The Introduction (rather interestingly at the end of the novel in the Readers [sic] Guide Section) to Dreaming for Freud tells us that Sheila Kohler “builds upon the known facts of Freud’s and Dora’s lives to brilliantly reimagine the story behind one of psychology’s most famous and controversial works” (Introd. 4). Do I have to say anything more? The Guide section also includes sections “About the Author” (short), “A Conversation with Sheila Kohler” (four and a half pages), and twelve “Suggested Questions for Discussion.”
All but two of these questions ask the reader to give rather subjective answers to questions about the two main characters in the novel: Freud and Dora. One question deals with Freud’s Dora: An Analysis of a Case of Hysteria. Another considers the relationship between literature and psychology. They are not invalid questions, but are they necessary? Do readers need study guides? And if so, surely one question at least could be about narrative technique. I am being sidetracked here into a discussion of the whole validity of Readers’ Guides and whether or not they really do help readers develop an objective, analytical approach to the product that is a novel.
In this case, I suspect that in a way the questions actually detract from the power of the work, focussing as they do on the personalities and to a certain extent on the success or failure of the therapy. In this novel, as Eco does in The Prague Cemetery, Kohler writes about historical persons but appropriates them to her own uses.
One could perhaps argue, too, that this is just what Freud did with his patient. Ida Bauer became Dora for Freud. Yes, obviously, he had patient confidentiality to consider, but, nevertheless, by giving her a different name rather than simple anonymity, he creates someone other than the real Ida Bauer.
What Kohler makes clear in her novel that at least in her fictional world, both Freud and Ida have something to lose and to gain from their relationship. Freud wants advancement, confirmation of his theories about dreams, financial and professional security. Ida wants to be free of dependence, to be free of pain. Writing in the third person, Kohler shifts the focalization between Freud and his patient, and this shifting perspective is mirrored in the ambiguity of her title. Read as Dreaming for Freud the title focuses the attention on what Freud wants to know about dreams. Dreaming for Freud suggests an act made for Freud. Whichever way one reads, both doctor and patient appear to disappoint each other and themselves.
This is a novel of disappointments and questions: the therapist’s questions of the patient, the characters’ questions of themselves and of their own motives. Dreaming for Freud ends in December 1945 with Ida Bauer, an old woman in Brooklyn remembering her past and considering the irony of having become famous because of the “many people [who] have already taken up her story and filled in the blank spaces, attempting to explicate what happened according to their own imaginative desires” (228), and wondering if anyone will “guess that the dreams she told him were invented” (228).

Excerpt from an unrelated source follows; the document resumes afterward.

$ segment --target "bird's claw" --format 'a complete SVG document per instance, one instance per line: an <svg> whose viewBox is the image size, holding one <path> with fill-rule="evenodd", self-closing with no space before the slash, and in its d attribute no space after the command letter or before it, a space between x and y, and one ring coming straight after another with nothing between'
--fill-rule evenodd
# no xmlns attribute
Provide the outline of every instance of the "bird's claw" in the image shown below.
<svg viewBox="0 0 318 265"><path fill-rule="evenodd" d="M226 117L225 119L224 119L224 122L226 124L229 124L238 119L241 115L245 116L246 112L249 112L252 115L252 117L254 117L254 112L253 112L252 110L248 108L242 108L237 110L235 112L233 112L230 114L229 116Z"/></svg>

However, Ida’s claims about the attentions of Herr Z are disbelieved by her father. Given our current understanding and experience, we are more likely to believe her, so from early in the book our response to the patient’s narratives is coloured by contemporary knowledge. So, too, is our whole response to Freud whether as a historical personage or as Kohler’s created character. Then there is our knowledge of historical events, our knowledge of the past, which to the characters in the novel is still the unknown future. At times, Kohler reminds us of our superior knowledge of the characters’ futures through proleptic moments such as identifying Freud’s sister-in-law Minna as the one who will tell the Gestapo that the family does not “keep guests standing in their home” (110), or asking “How could he envisage that the very rooms in which he had heard so much about the beginnings of the lives of his patients will serve as a Nazi transit station” (207).
Invention and the telling of tales lie at the heart of this novel. It is a study in narratives and in the relationships between conflicting narratives. It is a study in how we use narratives. After all, Kohler uses Freud’s narratives to construct her own, the novel. How true are the tales we tell, the memories we think we have, the dreams we experience? Yes, it does raise questions about Freud himself and about psychoanalysis, particularly Freudian analysis. But perhaps more than these, it raises the questions about how narratives work, the uses to which they are put, and perhaps most important, who owns, for want of a better word, our stories. Who should tell them and why?